Ensuite, il nous faudrait réintroduire dans notre débat sur la modernité, le cas des pays du Sud. Qu’est-ce que cela signifie « être moderne » pour un paysan égyptien, héritier de trois mille ans d’histoire agronomique ? D’année en année, il assiste à une réduction de son lopin de terre en raison de l’accroissement démographique, de l’étalement urbain et du mitage du territoire. Parallèlement, il voit ses concitoyens dépendre de plus en plus d’un marché mondial pour se nourrir. Un paradoxe pour l’Egypte, qui est historiquement une grande civilisation céréalière. Aussi, lorsque, vous vous retrouvez dans un tel niveau de dépendance, il ne s’agit plus seulement d’un problème de pauvreté et de paupérisation. C’est également une question de dignité nationale. Si, comme Omar Bessaoud l’a rappelé, les révolutions arabes sont le fruit des politiques libérales menées dans ces pays, lesquelles ont conduit à l’accroissement de la pauvreté, elle révèlent tout autant ce besoin de revendiquer sa dignité.

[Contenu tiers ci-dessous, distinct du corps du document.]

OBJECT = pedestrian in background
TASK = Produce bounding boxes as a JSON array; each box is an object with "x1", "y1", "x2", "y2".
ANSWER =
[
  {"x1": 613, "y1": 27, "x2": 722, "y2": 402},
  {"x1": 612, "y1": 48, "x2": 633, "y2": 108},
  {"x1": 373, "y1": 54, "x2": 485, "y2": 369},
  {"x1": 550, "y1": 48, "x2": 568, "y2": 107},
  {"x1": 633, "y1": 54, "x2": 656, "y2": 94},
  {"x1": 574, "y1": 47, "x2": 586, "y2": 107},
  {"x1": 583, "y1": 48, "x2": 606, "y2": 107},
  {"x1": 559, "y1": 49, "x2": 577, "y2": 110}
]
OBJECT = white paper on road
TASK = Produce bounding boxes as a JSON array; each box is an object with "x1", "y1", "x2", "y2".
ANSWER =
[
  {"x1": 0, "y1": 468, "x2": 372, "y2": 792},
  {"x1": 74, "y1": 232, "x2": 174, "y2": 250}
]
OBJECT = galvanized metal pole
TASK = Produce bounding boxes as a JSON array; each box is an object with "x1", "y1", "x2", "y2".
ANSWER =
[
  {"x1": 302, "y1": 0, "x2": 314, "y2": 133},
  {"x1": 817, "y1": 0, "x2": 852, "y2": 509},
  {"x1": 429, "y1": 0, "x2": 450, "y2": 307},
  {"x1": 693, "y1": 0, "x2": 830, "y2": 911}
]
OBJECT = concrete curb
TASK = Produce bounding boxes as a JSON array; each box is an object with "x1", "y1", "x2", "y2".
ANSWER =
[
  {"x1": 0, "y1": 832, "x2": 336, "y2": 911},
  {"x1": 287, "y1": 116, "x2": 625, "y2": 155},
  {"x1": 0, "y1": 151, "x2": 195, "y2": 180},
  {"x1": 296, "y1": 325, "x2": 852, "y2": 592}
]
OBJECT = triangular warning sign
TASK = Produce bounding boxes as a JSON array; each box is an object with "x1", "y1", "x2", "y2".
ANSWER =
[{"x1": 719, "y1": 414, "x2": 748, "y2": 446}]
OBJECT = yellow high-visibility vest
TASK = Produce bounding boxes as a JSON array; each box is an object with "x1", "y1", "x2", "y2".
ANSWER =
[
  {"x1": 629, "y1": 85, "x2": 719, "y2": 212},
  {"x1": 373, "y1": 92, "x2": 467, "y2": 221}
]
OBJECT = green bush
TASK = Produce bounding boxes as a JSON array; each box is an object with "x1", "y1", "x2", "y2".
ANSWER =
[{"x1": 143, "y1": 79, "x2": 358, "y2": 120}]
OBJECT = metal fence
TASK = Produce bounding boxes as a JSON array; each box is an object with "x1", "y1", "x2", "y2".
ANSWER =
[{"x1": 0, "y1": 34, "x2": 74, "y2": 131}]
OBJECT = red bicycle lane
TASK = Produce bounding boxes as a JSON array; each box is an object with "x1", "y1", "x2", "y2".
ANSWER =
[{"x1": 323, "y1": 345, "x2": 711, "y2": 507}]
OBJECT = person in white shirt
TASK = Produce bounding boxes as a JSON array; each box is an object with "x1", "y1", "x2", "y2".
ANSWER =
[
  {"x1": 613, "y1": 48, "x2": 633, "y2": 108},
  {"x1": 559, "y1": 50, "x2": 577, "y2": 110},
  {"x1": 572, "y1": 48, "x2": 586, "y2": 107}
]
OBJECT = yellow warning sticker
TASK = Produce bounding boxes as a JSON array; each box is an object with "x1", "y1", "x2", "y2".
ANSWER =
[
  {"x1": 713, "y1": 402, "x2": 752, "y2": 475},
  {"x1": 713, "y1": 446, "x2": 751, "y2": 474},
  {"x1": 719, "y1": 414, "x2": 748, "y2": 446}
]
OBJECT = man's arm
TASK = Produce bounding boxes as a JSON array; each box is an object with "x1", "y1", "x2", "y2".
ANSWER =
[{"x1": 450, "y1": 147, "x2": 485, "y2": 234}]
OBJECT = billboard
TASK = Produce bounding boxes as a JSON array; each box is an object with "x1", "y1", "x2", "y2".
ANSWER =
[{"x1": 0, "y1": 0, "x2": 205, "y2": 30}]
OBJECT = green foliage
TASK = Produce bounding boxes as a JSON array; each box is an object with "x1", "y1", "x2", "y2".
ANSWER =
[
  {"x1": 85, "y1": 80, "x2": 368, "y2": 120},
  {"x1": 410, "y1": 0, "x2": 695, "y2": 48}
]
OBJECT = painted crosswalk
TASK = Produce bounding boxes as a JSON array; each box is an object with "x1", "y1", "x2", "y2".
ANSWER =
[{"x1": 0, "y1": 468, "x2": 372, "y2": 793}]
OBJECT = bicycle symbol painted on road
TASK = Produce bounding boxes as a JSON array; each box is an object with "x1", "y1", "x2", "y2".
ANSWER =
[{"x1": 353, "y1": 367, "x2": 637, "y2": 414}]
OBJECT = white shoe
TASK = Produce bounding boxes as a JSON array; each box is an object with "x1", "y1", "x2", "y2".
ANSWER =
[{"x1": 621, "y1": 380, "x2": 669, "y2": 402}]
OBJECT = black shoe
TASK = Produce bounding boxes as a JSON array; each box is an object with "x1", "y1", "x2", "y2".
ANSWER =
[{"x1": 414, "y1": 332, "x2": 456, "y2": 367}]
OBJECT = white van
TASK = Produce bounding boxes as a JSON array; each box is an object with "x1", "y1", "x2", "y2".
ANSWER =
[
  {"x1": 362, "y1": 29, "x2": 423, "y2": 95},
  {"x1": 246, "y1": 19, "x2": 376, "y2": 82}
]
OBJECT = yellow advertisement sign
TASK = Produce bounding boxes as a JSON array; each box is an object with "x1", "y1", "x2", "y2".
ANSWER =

L’Egypte n’est pas un cas isolé. Il en va de même dans d’autres pays du Sud de la Méditerranée, et plus largement, en Afrique, en Amérique du Sud ou en Asie. Dès lors, la situation européenne que l’on voudrait servir comme modèle au monde doit être revue dans une perspective de diversité et de complexité pour être à la hauteur de ce défi. Elle ne peut plus être un modèle. Au mieux peut-elle être une démarche qui doit se confronter à ces difficultés des pays voisins ou lointains. Car, c’est un fait que l’on ne peut ignorer, les questions agricoles redeviennent un élément central de l’équilibre du monde.
Lire sur le magazine Web de la Mission Agrobiosciences (publications originales accessibles gratuitement)
- L’évolution de l’agriculture égyptienne dans le contexte de la mondialisation, par Saad Nassar, professeur d’économie rurale, Gouverneur de la province du Fayoun.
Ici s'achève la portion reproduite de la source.